Deborah Copaken Kogan | |
---|---|
Birth name | Deborah Elizabeth Copaken |
Born | 1966 Boston, Massachusetts |
Nationality | American |
Field | Photography |
Deborah Copaken Kogan (born 1966) is an American author and photojournalist.
She was born Deborah Elizabeth Copaken[1] in Boston, the daughter of Marjorie Ann (née Schwartz) and Richard Daniel Copaken, who served as a White House Fellow for President Lyndon B. Johnson.[2][3][4] She grew up first in Adelphi, then Potomac, Maryland. Kogan graduated from Harvard University in 1988, then worked as a photojournalist based in Paris, France from 1988–1992, shooting assignments in Zimbabwe, Zurich, Afghanistan, Pakistan, Israel, Romania, the Soviet Union where she resided for most of 1991, and other places. In 1992, she moved to New York and worked for ABC, where she won an Emmy[5] for a story on the 1994 Amtrak Train crash, and then at NBC during the next several years. She began writing full time in 1998.
Kogan has written a bestselling memoir entitled Shutterbabe: Adventures in Love and War. It was first published in 2001. At one point, writer Darren Star adapted the book into a screenplay for DreamWorks.[6] It was then picked up by producer Anthony Bregman[7] (Eternal Sunshine of the Spotless Mind[8]) and director José Padhila[9] (Elite Squad),[10] followed by Evan Shapiro at the Sundance Channel.

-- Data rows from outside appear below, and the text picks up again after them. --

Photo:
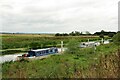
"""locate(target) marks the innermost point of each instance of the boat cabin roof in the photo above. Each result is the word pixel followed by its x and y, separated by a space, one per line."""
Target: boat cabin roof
pixel 41 49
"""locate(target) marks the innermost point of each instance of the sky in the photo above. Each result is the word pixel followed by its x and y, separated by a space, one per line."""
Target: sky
pixel 63 16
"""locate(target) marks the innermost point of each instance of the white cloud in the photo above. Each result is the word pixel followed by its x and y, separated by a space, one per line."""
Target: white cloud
pixel 58 15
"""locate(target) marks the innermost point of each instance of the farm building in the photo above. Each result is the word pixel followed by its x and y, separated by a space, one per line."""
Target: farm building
pixel 41 52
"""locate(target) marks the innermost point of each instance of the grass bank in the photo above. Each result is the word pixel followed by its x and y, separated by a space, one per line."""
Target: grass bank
pixel 85 63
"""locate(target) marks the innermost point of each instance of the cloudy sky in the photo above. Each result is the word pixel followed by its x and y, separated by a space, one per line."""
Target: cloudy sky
pixel 58 15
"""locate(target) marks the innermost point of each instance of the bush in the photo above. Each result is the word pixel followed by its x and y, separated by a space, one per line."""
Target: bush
pixel 72 46
pixel 116 39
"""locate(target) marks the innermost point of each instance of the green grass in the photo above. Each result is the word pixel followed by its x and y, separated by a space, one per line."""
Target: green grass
pixel 12 41
pixel 58 66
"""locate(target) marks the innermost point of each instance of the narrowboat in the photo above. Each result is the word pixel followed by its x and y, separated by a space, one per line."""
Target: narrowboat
pixel 41 52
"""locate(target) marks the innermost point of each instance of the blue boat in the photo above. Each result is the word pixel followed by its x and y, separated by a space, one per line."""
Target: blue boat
pixel 41 52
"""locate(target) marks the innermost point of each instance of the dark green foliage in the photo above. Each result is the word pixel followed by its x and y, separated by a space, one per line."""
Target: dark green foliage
pixel 116 39
pixel 101 36
pixel 72 46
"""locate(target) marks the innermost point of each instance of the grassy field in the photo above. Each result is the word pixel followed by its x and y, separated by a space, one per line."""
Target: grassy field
pixel 16 43
pixel 83 63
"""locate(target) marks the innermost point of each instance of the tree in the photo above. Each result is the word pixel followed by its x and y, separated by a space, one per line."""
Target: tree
pixel 116 38
pixel 57 34
pixel 72 46
pixel 111 35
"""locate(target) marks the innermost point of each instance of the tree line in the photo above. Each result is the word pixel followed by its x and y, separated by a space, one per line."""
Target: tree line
pixel 101 34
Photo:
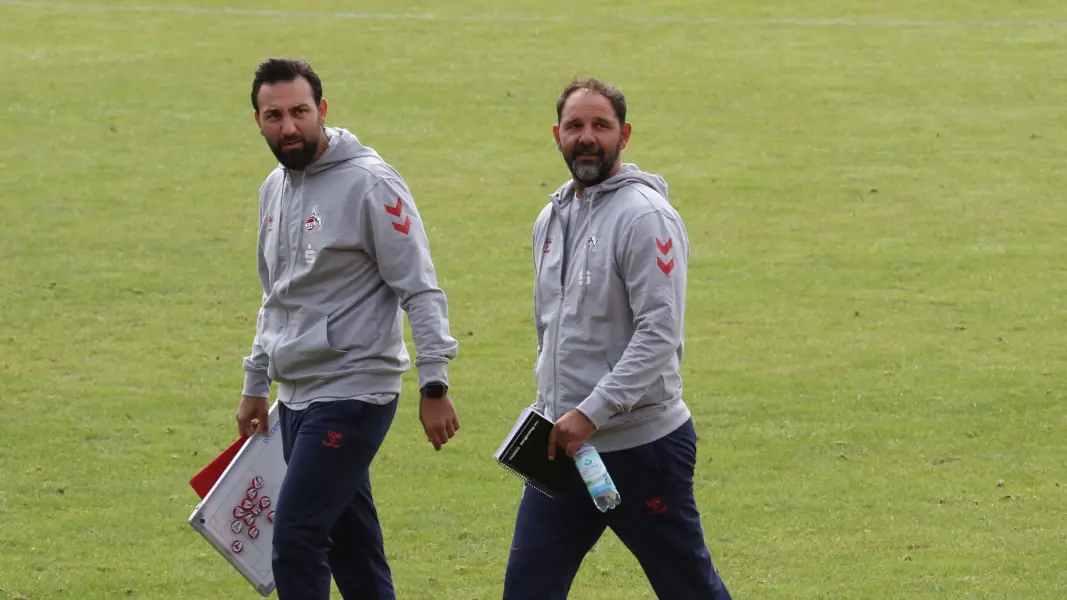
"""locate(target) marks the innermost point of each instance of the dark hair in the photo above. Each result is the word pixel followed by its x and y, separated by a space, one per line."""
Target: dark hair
pixel 593 84
pixel 273 70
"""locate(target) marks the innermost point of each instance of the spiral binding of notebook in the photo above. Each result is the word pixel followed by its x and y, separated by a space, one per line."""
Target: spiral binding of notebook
pixel 524 453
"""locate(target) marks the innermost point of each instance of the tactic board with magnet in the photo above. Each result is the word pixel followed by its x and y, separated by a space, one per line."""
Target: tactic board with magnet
pixel 237 515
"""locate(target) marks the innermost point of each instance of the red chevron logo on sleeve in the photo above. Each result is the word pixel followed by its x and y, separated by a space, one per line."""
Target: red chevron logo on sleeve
pixel 664 248
pixel 397 210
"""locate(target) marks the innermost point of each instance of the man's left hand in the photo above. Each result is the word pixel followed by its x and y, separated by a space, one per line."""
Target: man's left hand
pixel 439 420
pixel 570 431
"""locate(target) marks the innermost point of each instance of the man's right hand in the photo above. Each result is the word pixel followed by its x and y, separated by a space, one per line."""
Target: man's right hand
pixel 253 414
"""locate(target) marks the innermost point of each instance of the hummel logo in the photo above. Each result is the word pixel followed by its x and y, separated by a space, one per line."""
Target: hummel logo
pixel 334 436
pixel 396 210
pixel 665 249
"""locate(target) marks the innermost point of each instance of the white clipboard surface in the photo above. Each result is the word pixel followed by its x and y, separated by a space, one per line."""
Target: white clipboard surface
pixel 237 515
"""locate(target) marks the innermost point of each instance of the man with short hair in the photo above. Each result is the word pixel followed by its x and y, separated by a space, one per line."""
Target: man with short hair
pixel 610 257
pixel 343 253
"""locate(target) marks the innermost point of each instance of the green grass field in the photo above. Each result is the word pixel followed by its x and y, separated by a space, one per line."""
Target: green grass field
pixel 875 331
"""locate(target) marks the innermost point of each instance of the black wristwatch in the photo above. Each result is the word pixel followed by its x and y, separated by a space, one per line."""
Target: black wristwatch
pixel 434 390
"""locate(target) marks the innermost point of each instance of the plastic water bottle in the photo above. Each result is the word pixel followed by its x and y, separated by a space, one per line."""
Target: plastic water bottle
pixel 598 480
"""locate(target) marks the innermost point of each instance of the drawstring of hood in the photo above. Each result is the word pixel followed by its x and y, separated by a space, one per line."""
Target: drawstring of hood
pixel 628 174
pixel 341 146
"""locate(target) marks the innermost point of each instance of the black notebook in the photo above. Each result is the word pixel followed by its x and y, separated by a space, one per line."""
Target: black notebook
pixel 525 453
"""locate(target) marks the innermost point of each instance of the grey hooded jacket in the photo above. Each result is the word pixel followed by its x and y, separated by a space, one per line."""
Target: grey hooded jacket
pixel 608 304
pixel 343 254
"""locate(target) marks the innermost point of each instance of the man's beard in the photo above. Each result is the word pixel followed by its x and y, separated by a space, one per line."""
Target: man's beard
pixel 297 159
pixel 595 172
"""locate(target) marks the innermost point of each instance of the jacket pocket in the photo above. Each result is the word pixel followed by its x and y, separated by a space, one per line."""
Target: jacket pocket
pixel 305 350
pixel 359 331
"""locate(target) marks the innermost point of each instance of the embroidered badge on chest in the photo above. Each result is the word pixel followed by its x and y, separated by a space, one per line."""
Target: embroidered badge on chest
pixel 314 222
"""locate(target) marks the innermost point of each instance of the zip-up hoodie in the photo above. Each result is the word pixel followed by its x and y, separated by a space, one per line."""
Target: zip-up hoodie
pixel 343 254
pixel 608 304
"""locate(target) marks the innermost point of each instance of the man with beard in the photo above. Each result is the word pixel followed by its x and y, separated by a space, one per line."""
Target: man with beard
pixel 610 257
pixel 343 253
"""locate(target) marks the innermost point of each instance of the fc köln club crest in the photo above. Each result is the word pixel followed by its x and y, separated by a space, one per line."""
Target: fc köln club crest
pixel 313 222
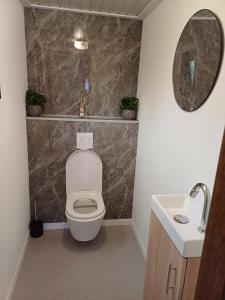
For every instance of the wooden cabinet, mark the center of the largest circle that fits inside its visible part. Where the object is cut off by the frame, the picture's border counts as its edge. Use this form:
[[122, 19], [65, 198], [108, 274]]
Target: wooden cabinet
[[168, 276]]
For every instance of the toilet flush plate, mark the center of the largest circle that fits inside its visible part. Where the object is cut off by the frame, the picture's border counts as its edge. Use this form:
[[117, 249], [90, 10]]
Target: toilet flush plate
[[84, 140]]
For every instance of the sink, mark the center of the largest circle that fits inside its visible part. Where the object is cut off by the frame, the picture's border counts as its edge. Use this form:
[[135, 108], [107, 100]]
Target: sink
[[186, 237]]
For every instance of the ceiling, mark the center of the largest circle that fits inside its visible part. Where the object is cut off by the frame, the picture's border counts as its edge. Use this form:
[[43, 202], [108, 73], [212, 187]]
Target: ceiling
[[123, 8]]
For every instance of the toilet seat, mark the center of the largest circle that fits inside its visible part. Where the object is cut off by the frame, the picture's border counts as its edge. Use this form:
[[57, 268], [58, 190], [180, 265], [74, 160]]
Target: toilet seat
[[83, 195]]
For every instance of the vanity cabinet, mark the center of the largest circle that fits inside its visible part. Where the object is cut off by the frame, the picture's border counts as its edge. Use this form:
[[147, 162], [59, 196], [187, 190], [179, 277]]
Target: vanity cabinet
[[168, 276]]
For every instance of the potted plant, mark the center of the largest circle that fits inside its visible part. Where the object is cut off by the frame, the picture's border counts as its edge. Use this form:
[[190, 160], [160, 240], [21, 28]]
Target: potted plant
[[34, 103], [129, 106]]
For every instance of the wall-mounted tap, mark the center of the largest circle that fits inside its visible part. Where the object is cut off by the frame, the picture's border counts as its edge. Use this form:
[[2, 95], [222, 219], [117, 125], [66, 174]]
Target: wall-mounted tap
[[193, 193]]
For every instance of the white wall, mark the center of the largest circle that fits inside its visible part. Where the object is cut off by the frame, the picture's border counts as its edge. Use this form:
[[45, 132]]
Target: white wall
[[14, 194], [175, 149]]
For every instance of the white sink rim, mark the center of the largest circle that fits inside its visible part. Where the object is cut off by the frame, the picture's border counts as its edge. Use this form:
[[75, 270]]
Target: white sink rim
[[188, 240]]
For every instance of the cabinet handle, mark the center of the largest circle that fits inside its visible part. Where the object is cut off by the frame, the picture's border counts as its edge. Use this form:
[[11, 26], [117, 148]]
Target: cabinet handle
[[168, 278]]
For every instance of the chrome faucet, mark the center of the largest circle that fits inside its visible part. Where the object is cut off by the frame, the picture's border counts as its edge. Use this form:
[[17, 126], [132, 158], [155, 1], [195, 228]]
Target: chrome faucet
[[193, 193]]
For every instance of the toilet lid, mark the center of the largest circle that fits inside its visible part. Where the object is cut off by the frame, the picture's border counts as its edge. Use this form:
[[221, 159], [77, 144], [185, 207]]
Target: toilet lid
[[84, 205]]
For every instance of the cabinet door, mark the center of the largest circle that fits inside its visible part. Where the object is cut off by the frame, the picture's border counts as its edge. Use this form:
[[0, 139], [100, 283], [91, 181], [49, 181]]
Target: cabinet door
[[165, 269]]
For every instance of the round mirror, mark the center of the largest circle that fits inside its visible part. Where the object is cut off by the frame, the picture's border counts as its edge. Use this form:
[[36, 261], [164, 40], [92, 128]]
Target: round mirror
[[197, 60]]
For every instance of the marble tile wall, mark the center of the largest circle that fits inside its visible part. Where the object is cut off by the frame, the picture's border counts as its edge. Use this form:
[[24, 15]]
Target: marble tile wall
[[49, 145], [58, 70]]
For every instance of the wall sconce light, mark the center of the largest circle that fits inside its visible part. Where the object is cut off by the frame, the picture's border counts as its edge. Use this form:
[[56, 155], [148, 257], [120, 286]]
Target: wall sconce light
[[81, 44]]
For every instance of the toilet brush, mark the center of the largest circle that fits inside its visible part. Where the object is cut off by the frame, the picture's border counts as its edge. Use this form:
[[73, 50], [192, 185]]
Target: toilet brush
[[36, 226]]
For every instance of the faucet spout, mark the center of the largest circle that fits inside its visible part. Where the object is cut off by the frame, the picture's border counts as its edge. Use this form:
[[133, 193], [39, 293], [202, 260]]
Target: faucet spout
[[195, 190]]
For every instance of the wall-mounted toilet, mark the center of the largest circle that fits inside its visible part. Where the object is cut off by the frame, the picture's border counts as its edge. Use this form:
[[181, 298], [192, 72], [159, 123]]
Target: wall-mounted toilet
[[85, 207]]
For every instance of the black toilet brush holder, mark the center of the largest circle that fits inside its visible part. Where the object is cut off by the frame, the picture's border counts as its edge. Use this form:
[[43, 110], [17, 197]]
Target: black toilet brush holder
[[36, 226]]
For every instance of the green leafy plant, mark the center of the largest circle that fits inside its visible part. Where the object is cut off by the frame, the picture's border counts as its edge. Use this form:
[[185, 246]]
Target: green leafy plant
[[129, 103], [33, 98]]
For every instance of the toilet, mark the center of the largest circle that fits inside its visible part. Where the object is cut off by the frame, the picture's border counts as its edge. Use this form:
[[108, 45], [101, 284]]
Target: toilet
[[85, 207]]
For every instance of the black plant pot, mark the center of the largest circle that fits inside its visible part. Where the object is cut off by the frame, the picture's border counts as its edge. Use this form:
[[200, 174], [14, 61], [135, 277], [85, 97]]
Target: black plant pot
[[36, 228]]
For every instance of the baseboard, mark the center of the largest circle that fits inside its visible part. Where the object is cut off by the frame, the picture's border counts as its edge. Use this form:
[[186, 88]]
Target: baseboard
[[64, 225], [117, 222], [54, 226], [18, 266], [138, 238]]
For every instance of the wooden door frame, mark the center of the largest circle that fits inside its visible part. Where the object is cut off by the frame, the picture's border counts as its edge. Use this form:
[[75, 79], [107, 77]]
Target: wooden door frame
[[211, 279]]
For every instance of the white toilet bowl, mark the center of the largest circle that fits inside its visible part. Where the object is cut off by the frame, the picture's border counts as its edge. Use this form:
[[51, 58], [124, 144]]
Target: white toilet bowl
[[85, 207], [85, 211]]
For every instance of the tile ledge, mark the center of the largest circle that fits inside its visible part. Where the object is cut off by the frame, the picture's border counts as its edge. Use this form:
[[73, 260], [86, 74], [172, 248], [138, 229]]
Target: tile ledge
[[68, 119]]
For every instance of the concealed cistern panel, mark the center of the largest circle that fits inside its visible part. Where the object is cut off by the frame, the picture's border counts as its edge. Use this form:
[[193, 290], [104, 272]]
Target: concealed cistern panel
[[84, 140]]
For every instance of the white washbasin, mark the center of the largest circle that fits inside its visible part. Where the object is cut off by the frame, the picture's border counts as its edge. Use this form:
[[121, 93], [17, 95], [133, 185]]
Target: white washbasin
[[186, 237]]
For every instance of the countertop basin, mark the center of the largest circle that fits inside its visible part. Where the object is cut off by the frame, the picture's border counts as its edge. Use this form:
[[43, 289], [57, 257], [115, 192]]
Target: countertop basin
[[186, 237]]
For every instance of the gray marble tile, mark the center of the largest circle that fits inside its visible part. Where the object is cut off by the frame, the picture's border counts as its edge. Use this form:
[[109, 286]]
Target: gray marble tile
[[51, 142], [58, 70]]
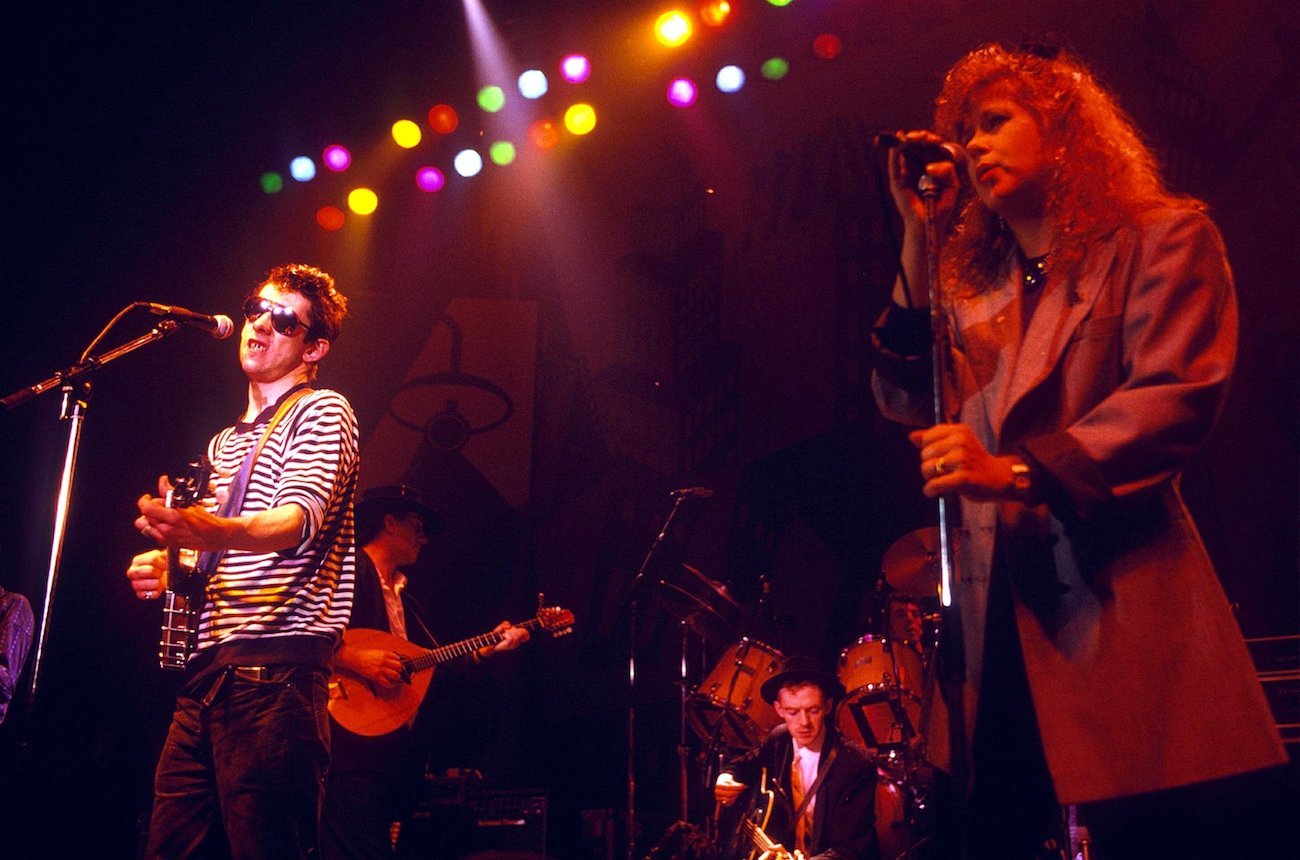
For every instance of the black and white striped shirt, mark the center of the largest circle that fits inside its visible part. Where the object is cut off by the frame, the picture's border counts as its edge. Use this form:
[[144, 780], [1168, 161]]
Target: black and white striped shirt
[[310, 460]]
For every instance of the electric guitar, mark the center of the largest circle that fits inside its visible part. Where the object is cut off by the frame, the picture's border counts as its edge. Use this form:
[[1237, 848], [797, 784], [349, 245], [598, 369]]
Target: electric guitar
[[364, 708], [753, 838], [185, 582]]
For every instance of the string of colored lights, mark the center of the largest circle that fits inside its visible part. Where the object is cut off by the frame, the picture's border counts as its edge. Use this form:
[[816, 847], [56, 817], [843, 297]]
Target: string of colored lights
[[671, 29]]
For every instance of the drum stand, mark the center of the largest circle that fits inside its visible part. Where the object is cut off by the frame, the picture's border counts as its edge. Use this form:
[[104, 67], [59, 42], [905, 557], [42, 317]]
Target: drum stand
[[683, 838]]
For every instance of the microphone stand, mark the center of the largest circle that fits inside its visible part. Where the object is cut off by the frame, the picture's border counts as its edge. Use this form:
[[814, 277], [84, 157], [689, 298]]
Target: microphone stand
[[679, 496], [950, 655], [74, 383]]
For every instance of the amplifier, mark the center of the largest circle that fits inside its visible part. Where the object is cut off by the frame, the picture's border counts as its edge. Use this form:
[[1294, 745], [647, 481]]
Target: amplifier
[[484, 825], [1277, 660]]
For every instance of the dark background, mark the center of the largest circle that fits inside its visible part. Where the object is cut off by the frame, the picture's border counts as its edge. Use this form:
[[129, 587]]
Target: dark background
[[701, 281]]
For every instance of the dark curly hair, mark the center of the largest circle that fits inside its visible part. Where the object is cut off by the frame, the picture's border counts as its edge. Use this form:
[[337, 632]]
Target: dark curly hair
[[1105, 173]]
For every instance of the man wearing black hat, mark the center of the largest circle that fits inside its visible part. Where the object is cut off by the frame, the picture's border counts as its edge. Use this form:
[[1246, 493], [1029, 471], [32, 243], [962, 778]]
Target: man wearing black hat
[[823, 786], [369, 776]]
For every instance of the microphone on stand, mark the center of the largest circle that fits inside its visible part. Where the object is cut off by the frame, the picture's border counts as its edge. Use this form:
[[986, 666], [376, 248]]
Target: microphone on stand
[[919, 153], [220, 326]]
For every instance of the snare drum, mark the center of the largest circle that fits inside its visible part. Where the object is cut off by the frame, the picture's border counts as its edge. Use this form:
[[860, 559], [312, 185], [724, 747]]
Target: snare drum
[[872, 663], [727, 707], [883, 682]]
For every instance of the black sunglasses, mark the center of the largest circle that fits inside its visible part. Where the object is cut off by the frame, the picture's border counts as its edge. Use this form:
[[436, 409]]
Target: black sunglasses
[[282, 317]]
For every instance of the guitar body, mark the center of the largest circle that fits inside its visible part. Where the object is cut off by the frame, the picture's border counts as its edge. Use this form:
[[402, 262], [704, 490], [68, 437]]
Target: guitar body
[[365, 708], [749, 838], [182, 599]]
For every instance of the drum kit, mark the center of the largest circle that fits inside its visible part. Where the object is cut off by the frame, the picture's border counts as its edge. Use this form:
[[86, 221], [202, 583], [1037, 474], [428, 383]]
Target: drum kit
[[884, 680]]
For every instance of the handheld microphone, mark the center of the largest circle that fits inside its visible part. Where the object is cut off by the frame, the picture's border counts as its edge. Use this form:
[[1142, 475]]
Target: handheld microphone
[[220, 326], [919, 153]]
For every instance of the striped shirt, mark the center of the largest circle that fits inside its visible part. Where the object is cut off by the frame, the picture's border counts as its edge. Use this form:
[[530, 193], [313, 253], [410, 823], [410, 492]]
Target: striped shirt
[[310, 460]]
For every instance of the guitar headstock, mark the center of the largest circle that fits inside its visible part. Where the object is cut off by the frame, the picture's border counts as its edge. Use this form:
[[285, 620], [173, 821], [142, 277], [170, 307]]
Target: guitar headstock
[[555, 621], [191, 483]]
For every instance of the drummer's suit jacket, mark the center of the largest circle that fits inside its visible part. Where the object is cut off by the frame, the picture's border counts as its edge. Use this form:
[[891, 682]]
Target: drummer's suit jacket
[[1139, 674], [844, 815]]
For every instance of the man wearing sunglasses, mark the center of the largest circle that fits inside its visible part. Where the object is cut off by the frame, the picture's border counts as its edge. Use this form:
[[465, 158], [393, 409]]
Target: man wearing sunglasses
[[243, 765]]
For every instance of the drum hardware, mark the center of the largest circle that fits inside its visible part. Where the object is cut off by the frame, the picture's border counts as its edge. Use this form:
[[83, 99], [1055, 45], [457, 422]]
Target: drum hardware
[[631, 600]]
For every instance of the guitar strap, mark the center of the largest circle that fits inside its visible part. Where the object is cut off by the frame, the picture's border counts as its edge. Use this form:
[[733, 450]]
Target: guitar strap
[[209, 560], [817, 784]]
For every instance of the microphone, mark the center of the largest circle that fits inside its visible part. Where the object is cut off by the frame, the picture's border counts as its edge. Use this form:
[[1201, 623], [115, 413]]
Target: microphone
[[918, 153], [220, 326]]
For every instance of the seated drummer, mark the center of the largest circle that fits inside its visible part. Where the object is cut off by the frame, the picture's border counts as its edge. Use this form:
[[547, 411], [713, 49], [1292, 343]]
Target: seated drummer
[[824, 787]]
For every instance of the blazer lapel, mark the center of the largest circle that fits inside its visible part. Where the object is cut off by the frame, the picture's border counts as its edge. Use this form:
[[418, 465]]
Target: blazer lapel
[[1023, 363]]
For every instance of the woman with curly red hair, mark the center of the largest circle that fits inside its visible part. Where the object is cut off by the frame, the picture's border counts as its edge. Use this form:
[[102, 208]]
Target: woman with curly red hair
[[1092, 330]]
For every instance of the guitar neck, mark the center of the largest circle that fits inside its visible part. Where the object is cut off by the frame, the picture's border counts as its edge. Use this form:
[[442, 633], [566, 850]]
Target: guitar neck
[[449, 652]]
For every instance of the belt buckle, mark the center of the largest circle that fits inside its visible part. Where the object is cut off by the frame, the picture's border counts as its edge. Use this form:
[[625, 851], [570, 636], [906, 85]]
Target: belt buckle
[[251, 673]]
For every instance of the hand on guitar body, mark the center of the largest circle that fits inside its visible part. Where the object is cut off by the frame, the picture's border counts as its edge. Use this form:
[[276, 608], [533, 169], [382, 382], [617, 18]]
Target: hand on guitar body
[[195, 528], [726, 790], [389, 668], [382, 668]]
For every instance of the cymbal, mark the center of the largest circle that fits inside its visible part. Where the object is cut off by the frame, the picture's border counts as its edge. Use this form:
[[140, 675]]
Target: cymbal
[[911, 564], [716, 589], [697, 615], [703, 604]]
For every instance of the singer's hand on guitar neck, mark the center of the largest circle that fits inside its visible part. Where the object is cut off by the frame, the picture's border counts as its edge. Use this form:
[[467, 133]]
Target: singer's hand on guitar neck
[[147, 574], [195, 528]]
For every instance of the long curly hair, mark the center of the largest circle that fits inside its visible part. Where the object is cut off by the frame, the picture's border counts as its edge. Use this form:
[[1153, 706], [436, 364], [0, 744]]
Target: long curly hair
[[1105, 174]]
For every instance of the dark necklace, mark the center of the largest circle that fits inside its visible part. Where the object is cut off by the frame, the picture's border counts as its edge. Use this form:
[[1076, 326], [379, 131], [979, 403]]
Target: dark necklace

She is also a novelist, essayist and performer. Her novel Between Here and April[11] was published in 2008 and won the November Elle Reader's Prize,[12] and her book of comic essays, Hell is Other Parents,[13] some of which appeared in the New Yorker[14] and the New York Times,[15] was published in August 2009. Her second novel, The Red Book, will be published by Hyperion/VOICE in April 2012. She has performed and curated live storytelling for The Moth;[16] she has also performed on the New York stage with Afterbirth,[17] the Six Word Memoir series, and at a 20th anniversary tribute to Anita Hill in 2011, curated by playwright Eve Ensler, for whom she also penned a monologue that was performed in Ensler's 2006 production, "Until the Violence Stops."
As a teenager, she had a small speaking role in the film Key Exchange[18] and was an occasional columnist for Seventeen magazine.
Kogan married Paul Kogan in 1993. The couple have three children. Jacob, an actor who played the title role in the 2007 film Joshua and Young Spock in JJ Abrams' 2009 Star Trek, Sasha, and Leo.[19]